Economy

TEMA Warns Türkiye Pasture Loss Raises Feed-Cost Risk

By Bosphorus News ·
TEMA Warns Türkiye Pasture Loss Raises Feed-Cost Risk

By Bosphorus News Economy Desk


The TEMA Foundation, one of Türkiye's leading environmental civil society groups, warned that the country has lost more than half of its pastureland over the past 65 years, tying the decline to weaker grazing capacity, higher feed pressure and rising drought exposure in rural production.

The foundation said Türkiye's pastureland fell from about 29 million hectares in 1960 to nearly 13 million hectares today, a 54 percent loss. It also said about 70 percent of remaining pasture areas are degraded, low-yield or stripped of healthy vegetation, limiting their ability to support livestock and protect soil.

The warning was issued ahead of June 17, World Day to Combat Desertification and Drought, and during the United Nations' 2026 International Year of Rangelands and Pastoralists. The United Nations is placing rangelands at the center of this year's desertification agenda, under the theme "Rangelands: Recognize. Respect.

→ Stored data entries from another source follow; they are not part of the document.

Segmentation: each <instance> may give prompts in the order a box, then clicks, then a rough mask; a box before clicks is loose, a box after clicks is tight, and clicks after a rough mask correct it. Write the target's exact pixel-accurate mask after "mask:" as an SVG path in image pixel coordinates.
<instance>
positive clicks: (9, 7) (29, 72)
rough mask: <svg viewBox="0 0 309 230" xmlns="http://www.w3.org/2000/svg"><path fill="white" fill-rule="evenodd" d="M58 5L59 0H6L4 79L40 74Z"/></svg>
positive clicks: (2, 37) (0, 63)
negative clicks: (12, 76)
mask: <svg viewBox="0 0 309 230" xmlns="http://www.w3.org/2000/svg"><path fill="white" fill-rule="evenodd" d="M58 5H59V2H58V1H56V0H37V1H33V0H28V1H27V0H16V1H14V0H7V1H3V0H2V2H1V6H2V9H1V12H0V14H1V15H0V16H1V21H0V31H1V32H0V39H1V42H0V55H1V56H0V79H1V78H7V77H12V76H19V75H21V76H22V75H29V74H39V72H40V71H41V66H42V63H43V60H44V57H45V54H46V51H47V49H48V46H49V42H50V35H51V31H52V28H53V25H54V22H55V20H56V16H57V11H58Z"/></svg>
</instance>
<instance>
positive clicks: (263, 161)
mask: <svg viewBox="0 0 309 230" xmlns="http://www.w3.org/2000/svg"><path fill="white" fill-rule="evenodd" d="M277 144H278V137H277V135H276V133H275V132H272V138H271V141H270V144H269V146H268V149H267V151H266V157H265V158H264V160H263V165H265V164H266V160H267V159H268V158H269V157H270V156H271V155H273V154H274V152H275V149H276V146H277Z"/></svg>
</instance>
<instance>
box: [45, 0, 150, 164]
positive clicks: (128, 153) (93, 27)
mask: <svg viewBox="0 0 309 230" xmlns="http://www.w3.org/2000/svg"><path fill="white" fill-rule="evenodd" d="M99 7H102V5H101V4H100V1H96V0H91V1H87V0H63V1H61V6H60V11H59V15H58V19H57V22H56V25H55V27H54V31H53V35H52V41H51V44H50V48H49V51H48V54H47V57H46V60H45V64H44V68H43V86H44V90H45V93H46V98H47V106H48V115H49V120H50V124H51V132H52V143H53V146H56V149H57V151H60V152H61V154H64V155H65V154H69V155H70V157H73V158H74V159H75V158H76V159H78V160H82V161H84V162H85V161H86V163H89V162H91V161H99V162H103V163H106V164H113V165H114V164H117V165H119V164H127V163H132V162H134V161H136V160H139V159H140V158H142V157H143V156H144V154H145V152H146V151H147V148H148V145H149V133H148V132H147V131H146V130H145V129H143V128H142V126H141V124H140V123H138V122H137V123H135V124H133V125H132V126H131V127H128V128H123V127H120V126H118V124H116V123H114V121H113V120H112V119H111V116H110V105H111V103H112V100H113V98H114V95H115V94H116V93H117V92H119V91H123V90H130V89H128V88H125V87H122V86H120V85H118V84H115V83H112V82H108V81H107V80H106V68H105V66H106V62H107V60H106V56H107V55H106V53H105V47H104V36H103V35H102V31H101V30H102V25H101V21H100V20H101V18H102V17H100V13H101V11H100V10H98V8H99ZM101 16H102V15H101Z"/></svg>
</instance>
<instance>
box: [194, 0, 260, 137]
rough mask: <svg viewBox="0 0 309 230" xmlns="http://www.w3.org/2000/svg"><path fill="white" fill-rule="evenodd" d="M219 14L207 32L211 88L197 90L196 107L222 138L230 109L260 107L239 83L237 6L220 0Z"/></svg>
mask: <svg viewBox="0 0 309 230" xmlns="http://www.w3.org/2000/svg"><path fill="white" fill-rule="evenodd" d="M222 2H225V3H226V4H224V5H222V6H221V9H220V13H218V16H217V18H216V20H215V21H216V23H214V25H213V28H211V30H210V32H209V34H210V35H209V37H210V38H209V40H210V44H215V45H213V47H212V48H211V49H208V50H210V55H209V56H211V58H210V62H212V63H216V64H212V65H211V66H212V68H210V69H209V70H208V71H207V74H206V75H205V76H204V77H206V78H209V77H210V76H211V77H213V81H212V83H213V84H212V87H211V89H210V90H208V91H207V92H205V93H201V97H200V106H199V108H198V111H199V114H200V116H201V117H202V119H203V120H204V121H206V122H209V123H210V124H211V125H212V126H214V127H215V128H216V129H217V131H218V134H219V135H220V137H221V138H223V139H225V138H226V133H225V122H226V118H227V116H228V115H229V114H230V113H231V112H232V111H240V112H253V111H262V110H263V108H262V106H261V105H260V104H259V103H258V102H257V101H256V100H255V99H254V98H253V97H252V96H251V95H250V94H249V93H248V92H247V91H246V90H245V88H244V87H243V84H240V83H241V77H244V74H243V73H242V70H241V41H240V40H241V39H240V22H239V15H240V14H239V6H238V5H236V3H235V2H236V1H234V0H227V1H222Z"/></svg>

Restore."

Türkiye's Agriculture and Forestry Ministry data also show the long decline in pastureland. The ministry's figures list pastureland at 21.7 million hectares in 1970, while current official records show 13.3 million hectares under identified pasture areas.

The pasture file is not only an environmental issue. Türkiye's livestock sector depends on grazing land and roughage supply, and degraded pastures push more pressure onto purchased feed, one of the cost lines already weighing on meat and dairy production.

TEMA called for stronger pasture protection, restoration of degraded areas and tighter control over land-use changes that remove grazing areas from agricultural production. For Türkiye, the issue sits directly inside the country's wider food-security debate, where drought, feed costs and rural production capacity are already moving together.